LCM of 9 and 16 is the smallest number among all common multiples of 9 and 16. The first few multiples of 9 and 16 are (9, 18, 27, 36, 45, 54, 63, . . . ) and (16, 32, 48, 64, 80, 96, . . . ) respectively. There are 3 commonly used methods to find LCM of 9 and 16 - by prime factorization, by division method, and by listing multiples.

Answer: LCM of 9 and 16 is 144.

Explanation:

The LCM of two non-zero integers, x(9) and y(16), is the smallest positive integer m(144) that is divisible by both x(9) and y(16) without any remainder.

Let's look at the different methods for finding the LCM of 9 and 16.

• By Division Method
• By Listing Multiples
• By Prime Factorization Method

LCM of 9 and 16 by Division Method

To calculate the LCM of 9 and 16 by the division method, we will divide the numbers(9, 16) by their prime factors (preferably common). The product of these divisors gives the LCM of 9 and 16.

• Step 1: Find the smallest prime number that is a factor of at least one of the numbers, 9 and 16. Write this prime number(2) on the left of the given numbers(9 and 16), separated as per the ladder arrangement.
• Step 2: If any of the given numbers (9, 16) is a multiple of 2, divide it by 2 and write the quotient below it. Bring down any number that is not divisible by the prime number.
• Step 3: Continue the steps until only 1s are left in the last row.

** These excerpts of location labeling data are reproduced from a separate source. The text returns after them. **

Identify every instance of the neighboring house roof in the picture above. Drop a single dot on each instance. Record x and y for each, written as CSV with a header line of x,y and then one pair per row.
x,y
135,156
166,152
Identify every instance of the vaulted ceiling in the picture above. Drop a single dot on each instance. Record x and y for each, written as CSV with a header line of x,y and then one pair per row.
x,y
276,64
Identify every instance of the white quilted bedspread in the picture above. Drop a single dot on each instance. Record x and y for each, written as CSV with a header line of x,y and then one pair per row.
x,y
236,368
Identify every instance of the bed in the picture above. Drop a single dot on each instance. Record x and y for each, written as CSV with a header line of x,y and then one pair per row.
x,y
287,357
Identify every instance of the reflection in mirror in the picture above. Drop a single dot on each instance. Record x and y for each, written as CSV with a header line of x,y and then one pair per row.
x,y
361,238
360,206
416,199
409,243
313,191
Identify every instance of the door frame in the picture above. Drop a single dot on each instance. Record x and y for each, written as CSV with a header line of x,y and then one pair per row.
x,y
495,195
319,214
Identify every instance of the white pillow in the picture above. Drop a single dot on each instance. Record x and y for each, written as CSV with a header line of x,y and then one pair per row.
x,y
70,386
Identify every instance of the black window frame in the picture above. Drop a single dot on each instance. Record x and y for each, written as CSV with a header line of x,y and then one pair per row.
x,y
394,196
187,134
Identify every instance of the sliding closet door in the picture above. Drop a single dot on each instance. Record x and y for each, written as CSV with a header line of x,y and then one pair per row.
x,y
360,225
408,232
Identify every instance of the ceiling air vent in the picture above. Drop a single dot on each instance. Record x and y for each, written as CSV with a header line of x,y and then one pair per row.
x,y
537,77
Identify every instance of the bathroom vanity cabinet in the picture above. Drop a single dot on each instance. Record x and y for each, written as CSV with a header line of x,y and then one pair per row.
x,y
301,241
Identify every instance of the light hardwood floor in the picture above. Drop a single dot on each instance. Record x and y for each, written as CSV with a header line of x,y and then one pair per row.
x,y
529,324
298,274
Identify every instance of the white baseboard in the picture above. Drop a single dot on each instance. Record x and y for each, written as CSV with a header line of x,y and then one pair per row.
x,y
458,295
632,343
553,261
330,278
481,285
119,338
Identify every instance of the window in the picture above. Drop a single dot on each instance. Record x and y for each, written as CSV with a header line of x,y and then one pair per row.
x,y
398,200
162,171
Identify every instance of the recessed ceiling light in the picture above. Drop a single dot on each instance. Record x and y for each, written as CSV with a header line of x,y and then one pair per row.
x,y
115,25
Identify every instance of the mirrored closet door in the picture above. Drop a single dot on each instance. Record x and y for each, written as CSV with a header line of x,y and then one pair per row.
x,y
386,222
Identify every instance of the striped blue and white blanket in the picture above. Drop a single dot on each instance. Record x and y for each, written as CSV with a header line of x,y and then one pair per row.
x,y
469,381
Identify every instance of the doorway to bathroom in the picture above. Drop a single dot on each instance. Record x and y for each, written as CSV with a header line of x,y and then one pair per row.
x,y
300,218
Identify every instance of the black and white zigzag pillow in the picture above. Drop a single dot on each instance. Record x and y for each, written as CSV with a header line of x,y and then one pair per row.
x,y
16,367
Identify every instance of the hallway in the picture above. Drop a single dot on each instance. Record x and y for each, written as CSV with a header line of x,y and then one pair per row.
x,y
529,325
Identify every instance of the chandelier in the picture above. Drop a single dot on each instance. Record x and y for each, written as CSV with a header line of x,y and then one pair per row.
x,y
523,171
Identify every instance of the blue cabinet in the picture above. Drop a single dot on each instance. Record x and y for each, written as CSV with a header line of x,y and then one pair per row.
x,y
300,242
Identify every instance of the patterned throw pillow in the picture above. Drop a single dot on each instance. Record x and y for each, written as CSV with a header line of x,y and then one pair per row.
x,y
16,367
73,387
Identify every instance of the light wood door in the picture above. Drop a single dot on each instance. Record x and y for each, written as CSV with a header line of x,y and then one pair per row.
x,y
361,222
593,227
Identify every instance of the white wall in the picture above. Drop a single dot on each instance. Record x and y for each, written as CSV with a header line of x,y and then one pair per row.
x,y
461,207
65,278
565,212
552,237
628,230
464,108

The LCM of 9 and 16 is the product of all prime numbers on the left, i.e. LCM(9, 16) by division method = 2 × 2 × 2 × 2 × 3 × 3 = 144.

LCM of 9 and 16 by Listing Multiples

To calculate the LCM of 9 and 16 by listing out the common multiples, we can follow the given below steps:

• Step 1: List a few multiples of 9 (9, 18, 27, 36, 45, 54, 63, . . . ) and 16 (16, 32, 48, 64, 80, 96, . . . . )
• Step 2: The common multiples from the multiples of 9 and 16 are 144, 288, . . .
• Step 3: The smallest common multiple of 9 and 16 is 144.

∴ The least common multiple of 9 and 16 = 144.

LCM of 9 and 16 by Prime Factorization

Prime factorization of 9 and 16 is (3 × 3) = 3² and (2 × 2 × 2 × 2) = 2⁴ respectively. LCM of 9 and 16 can be obtained by multiplying prime factors raised to their respective highest power, i.e. 2⁴ × 3² = 144.
Hence, the LCM of 9 and 16 by prime factorization is 144.

☛ Also Check:

• LCM of 18, 24 and 32 - 288
• LCM of 6 and 14 - 42
• LCM of 8 and 14 - 56
• LCM of 15 and 27 - 135
• LCM of 21 and 27 - 189
• LCM of 18 and 28 - 252
• LCM of 5, 9 and 15 - 45

FAQs on LCM of 9 and 16

What is the LCM of 9 and 16?

The LCM of 9 and 16 is 144. To find the LCM of 9 and 16, we need to find the multiples of 9 and 16 (multiples of 9 = 9, 18, 27, 36 . . . . 144; multiples of 16 = 16, 32, 48, 64 . . . . 144) and choose the smallest multiple that is exactly divisible by 9 and 16, i.e., 144.

What is the Least Perfect Square Divisible by 9 and 16?

The least number divisible by 9 and 16 = LCM(9, 16)
LCM of 9 and 16 = 2 × 2 × 2 × 2 × 3 × 3 [No incomplete pair]
⇒ Least perfect square divisible by each 9 and 16 = 144 [Square root of 144 = √144 = ±12]
Therefore, 144 is the required number.

How to Find the LCM of 9 and 16 by Prime Factorization?

To find the LCM of 9 and 16 using prime factorization, we will find the prime factors, (9 = 3 × 3) and (16 = 2 × 2 × 2 × 2). LCM of 9 and 16 is the product of prime factors raised to their respective highest exponent among the numbers 9 and 16.
⇒ LCM of 9, 16 = 2⁴ × 3² = 144.

What is the Relation Between GCF and LCM of 9, 16?

The following equation can be used to express the relation between GCF and LCM of 9 and 16, i.e. GCF × LCM = 9 × 16.

If the LCM of 16 and 9 is 144, Find its GCF.

LCM(16, 9) × GCF(16, 9) = 16 × 9
Since the LCM of 16 and 9 = 144
⇒ 144 × GCF(16, 9) = 144
Therefore, the greatest common factor (GCF) = 144/144 = 1.